Christmas berries – also known as toyon (Heteromeles arbutifolia) – are native to California. They’re the fruit of coastal sage scrub, evolved to be highly drought resistant. Due to their appearance, they’re also called California holly. Their abundance in the Los Angeles hills gave rise to the name “Hollywood.” Here in the Bay Area, their fruits herald the arrival of cooler, wetter weather. These bright-red berries mature in the fall and maintain a significant presence well into winter, providing food for birds and adding vivid splashes of color to many Presidio places. They’ve been spotted at Golden Gate Promenade and beneath the eucalyptus trees at San Francisco National Cemetery.
Banana slugs, a bright yellow shell-less gastropod mollusk (and UC Santa Cruz’s dearly beloved mascot) are found throughout the Presidio this time of year. In Latin, “gastropod” translates to “stomach-foot,” which doesn’t necessarily sound pretty – though these guys are pretty spectacular looking! At least two types of banana slugs are in the San Francisco area, the larger of which can grow to almost 10 inches in length. Banana slugs love moisture, which is why the chances of spotting them is the greatest during the winter season. Most recently, they’ve been sighted along Lobos Creek, but you can find them throughout the park, particularly after rains.
You may have noticed the Presidio is looking very green right now – in large part due to the abundance of ferns in the park. There are seven species of native ferns here, including sword ferns (Polystichum munitum), lady ferns (Athyrium filix-femina), and the above bracken fern (Pteridium) – all flourishing at this time of year. These lovely varieties have been spotted recently (via iNaturalist) along the Coastal Bluffs.
Tennessee Hollow Watershed encompasses 20 percent of the park. The water from El Polin Spring, Tennessee Hollow’s central tributary, flows all year, but during the winter months, water can often be seen flowing through the east and west tributaries as well.
All three streams connect at MacArthur Meadow before draining into Quartermaster Reach Marsh and Crissy Marsh. During the Army era, many streams were pushed underground, but over the last few years, there’s been a dedicated effort to daylight creeks, restoring natural habitats in the watershed.
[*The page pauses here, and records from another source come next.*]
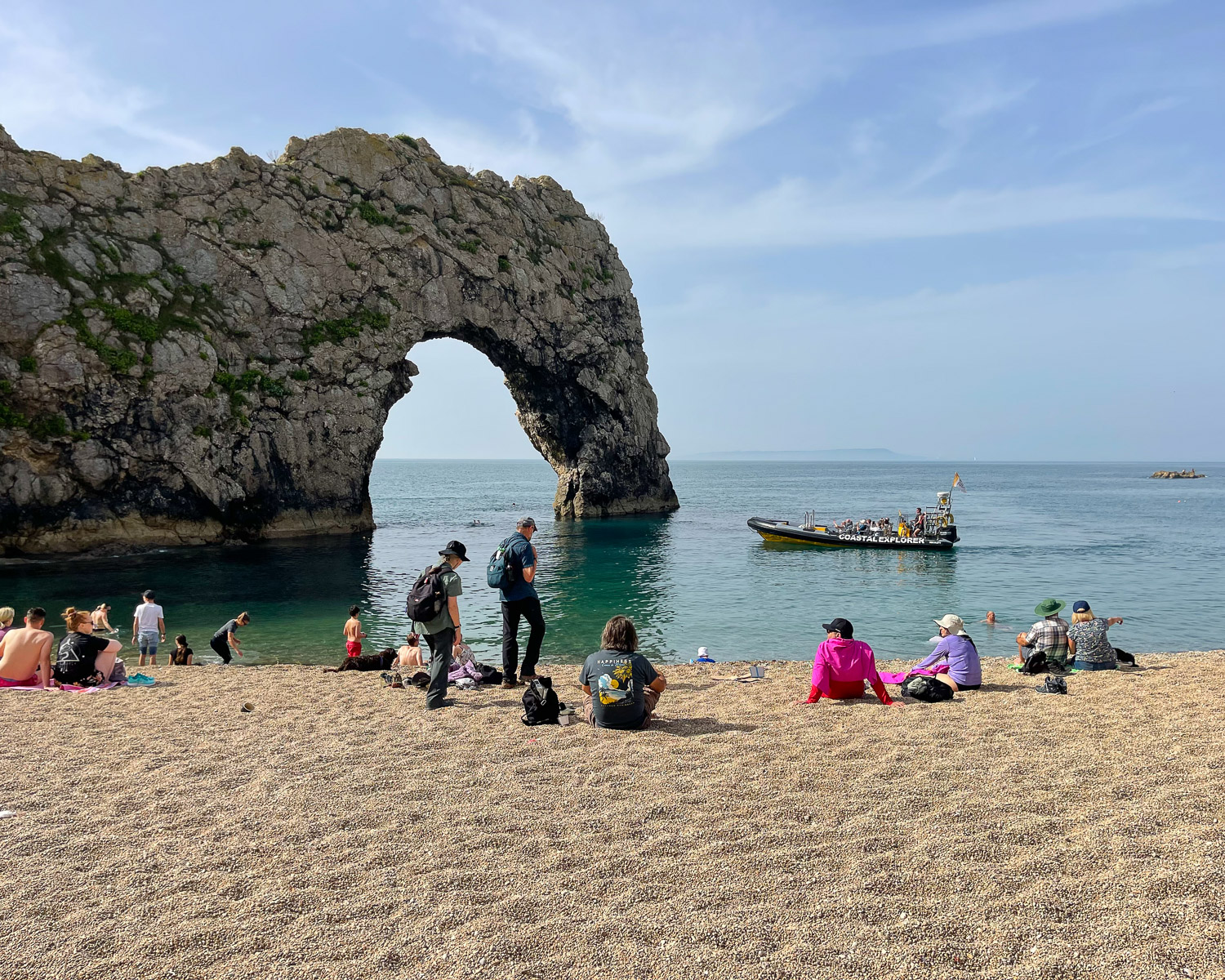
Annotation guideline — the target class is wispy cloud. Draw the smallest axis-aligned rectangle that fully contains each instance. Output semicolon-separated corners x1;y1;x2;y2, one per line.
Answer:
0;7;213;166
617;178;1222;252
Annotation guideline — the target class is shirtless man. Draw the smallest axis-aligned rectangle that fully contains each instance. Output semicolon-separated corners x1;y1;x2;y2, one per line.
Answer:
0;607;54;691
345;605;367;657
You can discover the waterways of the Tennessee Hollow Watershed on your own – take a two-hour loop to see restored habitats and the life-enabling magic of our waterways at work.
The Presidio lies along the Pacific Flyway, an international migratory route that connects from South America to Alaska. During the winter months, 65 bird species visit Mountain Lake, stopping to rest, eat, and perhaps even nest. The lake’s habitat – improved greatly after recent restoration efforts – provides food and shelter for a wide array of species, including the yellow-rump warbler (Setophaga coronate), pictured here. Take a walk around the lake, do your own bird watching, and enjoy eight new trailside story signs celebrating the lake’s ecology and history.